Et puis la nouvelle chevalière du président, achetée à Bruxelles où elle lui a été apportée par un magnétiseur qui a dû y travailler pendant trois ans, est une terrible arme magique qui lui a coûté la somme de 12 millions de francs CFA. Il terrorisait Jeanne-Irène avec les pouvoirs de ce précieux bijou, alors elle comprit qu’elle n’avait aucun intérêt à forcer une fugue. Par exemple, il pourrait la rendre folle à cause des vertus de sa chevalière partout où elle doit fuir, cherchant refuge.

Dans un autre cas, il pourrait la renverser.

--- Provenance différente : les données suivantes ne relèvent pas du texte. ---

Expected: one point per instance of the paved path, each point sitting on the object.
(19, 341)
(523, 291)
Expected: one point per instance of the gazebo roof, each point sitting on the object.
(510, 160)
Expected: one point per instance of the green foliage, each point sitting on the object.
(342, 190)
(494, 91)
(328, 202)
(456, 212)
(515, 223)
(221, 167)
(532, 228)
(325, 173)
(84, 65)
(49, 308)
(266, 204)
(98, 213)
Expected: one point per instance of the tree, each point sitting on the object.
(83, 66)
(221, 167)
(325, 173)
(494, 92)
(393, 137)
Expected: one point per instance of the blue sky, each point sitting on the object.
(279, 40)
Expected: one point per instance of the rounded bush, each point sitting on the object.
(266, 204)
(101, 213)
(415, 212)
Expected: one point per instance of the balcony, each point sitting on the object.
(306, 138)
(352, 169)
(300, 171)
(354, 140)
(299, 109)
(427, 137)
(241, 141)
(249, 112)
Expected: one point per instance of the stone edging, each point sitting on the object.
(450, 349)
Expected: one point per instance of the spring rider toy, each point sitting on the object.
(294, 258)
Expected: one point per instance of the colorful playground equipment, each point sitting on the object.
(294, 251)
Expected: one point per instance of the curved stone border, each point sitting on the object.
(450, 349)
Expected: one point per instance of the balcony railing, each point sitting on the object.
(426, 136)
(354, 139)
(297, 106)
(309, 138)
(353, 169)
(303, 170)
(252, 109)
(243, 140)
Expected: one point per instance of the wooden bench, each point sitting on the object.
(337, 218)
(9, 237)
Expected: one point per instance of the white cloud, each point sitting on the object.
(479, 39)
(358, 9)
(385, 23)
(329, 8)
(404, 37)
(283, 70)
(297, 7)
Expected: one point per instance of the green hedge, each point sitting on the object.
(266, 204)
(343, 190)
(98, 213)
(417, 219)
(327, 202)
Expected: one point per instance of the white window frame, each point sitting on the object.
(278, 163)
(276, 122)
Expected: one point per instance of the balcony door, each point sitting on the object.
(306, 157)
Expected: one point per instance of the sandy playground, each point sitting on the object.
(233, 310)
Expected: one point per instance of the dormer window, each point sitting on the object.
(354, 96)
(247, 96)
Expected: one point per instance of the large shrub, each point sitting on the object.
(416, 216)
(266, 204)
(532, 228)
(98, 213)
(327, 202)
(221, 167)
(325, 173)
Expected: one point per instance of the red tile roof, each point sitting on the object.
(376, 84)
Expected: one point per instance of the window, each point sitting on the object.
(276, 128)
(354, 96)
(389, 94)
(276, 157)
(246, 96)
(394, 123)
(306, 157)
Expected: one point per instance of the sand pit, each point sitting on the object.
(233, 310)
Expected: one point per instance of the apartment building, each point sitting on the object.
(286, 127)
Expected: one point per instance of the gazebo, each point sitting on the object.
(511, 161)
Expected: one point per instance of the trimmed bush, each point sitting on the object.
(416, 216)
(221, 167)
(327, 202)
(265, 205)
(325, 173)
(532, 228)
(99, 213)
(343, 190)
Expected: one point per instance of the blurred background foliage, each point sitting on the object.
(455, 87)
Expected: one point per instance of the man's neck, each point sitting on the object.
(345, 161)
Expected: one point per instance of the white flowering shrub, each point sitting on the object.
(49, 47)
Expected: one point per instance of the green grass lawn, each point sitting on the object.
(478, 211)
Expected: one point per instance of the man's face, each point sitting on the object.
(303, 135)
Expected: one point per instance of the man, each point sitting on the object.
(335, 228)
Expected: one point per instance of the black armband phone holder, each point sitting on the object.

A ce sujet, il lui fit une démonstration de la foudre sortant de ce bijou pour détruire les objets autour d’elle. Lorsqu’elle tente de se suicider, elle espère au moins réveiller les émotions d’antan chez son mari. Le cercle intime se déroulait autour d’elle, pour la réconforter.

Mais elle n’attendait qu’une personne, son mari le Président, obstinément absent. Finalement, il se tenait à la porte, osant la regarder et disparaître quelques secondes plus tard. Elle sera évacuée vers l’Europe pour une inspection. Très peu de gens savaient qu’il s’agissait d’une tentative de suicide.